Varejo e serviços: ajuste à nova demanda do consumidor
Adidas
A marca esportiva reduziu cerca de 500 empregos em sua sede na Alemanha, representando quase 9% da força de trabalho local.
Ally
A empresa de serviços financeiros digitais cortou cerca de 500 funcionários com o objetivo de ajustar sua estrutura.
Wayfair
A varejista online anunciou o fechamento do centro de tecnologia em Austin, demitindo 340 funcionários de tecnologia.
Finanças: realinhamento estratégico e redução de custos
BlackRock
A gigante de investimentos cortou 200 postos de trabalho para alinhar seus recursos à nova estratégia corporativa.
Bridgewater
O fundo de investimentos demitiu 7% da equipe, totalizando cerca de 90 pessoas.
PwC
A PricewaterhouseCoopers iniciou em maio o corte de aproximadamente 1.500 funcionários nos EUA, alegando baixa rotatividade nos últimos anos.
Setor educacional e saúde
Johns Hopkins University
Após a perda de US$ 800 milhões em financiamento da USAID, a universidade americana demitiu mais de 2.000 pessoas.
Estée Lauder
No setor de cosméticos, a Estée Lauder cortou entre 5.800 e 7.000 empregos como parte de uma reestruturação que se estenderá por dois anos.
O papel da IA na transformação do mercado de trabalho

O avanço da inteligência artificial é um dos principais catalisadores dessa onda de demissões. Empresas como CNN, Dropbox e Block já declararam publicamente que os cortes estão diretamente relacionados à adoção de novas tecnologias.

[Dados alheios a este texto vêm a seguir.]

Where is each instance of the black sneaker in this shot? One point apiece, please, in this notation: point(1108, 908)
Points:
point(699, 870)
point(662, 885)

Segundo o Fórum Econômico Mundial, áreas como big data, fintechs e desenvolvimento de IA devem dobrar o número de vagas até 2030. No entanto, a transição para esse novo cenário trará impactos significativos a curto e médio prazo, exigindo uma requalificação em massa da força de trabalho.

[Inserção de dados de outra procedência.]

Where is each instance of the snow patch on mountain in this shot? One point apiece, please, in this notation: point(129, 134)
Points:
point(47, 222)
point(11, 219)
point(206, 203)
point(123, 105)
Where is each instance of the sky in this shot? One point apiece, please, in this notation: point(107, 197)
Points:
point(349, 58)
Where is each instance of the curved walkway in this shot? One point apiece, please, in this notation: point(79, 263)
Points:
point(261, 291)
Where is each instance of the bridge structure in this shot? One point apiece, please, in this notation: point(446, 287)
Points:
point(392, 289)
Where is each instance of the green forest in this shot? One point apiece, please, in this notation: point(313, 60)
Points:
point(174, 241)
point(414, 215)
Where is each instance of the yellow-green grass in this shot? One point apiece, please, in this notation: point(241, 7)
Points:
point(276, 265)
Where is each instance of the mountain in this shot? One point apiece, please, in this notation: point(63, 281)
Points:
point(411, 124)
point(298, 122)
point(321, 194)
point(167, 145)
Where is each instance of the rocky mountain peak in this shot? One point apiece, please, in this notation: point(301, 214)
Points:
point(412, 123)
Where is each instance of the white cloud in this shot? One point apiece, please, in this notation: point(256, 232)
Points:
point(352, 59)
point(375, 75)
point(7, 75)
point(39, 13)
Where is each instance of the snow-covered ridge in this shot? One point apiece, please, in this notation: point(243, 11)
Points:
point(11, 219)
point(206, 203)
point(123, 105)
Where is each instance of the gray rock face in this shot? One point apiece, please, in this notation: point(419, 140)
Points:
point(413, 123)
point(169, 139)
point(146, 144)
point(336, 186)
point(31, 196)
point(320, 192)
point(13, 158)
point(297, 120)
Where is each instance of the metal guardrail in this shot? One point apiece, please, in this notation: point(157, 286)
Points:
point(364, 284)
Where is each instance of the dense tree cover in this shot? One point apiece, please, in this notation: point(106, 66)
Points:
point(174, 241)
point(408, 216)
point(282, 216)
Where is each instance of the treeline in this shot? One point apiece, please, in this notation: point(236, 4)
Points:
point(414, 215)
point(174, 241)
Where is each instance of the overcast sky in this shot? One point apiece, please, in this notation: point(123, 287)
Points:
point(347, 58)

Expectativas para os próximos anos
Especialistas apontam que o movimento de reestruturação tende a continuar. A automação e a inteligência artificial devem seguir moldando o perfil das contratações, priorizando profissionais com habilidades em análise de dados, ciência da computação e engenharia de software.
Por outro lado, funções repetitivas, operacionais e de suporte administrativo tendem a ser as mais impactadas negativamente.
Como os trabalhadores podem se preparar para esse novo cenário

Diante desse panorama de mudanças, especialistas recomendam algumas estratégias para os profissionais se adaptarem:
Investir em qualificação
Buscar cursos em áreas como tecnologia da informação, análise de dados e inteligência artificial pode abrir novas oportunidades no mercado.
Desenvolver habilidades comportamentais
Competências como criatividade, resolução de problemas complexos e pensamento crítico serão cada vez mais valorizadas.
Acompanhar tendências do mercado
Estar atento às mudanças do setor e às novas demandas pode ajudar a antecipar movimentos de mercado e tomar decisões estratégicas de carreira.
Considerações finais
O ano de 2025 está consolidando uma nova era no mercado de trabalho, onde a inteligência artificial e a automação são protagonistas. Embora a transformação traga oportunidades em alguns setores, a realidade para muitos profissionais é de incerteza e necessidade de adaptação rápida.
A tendência de demissões em massa, como observado em gigantes como Meta, Disney, Boeing e Microsoft, reforça a urgência de políticas públicas e privadas voltadas para requalificação profissional e transição de carreira. O futuro do trabalho já começou, e estar preparado é mais importante do que nunca.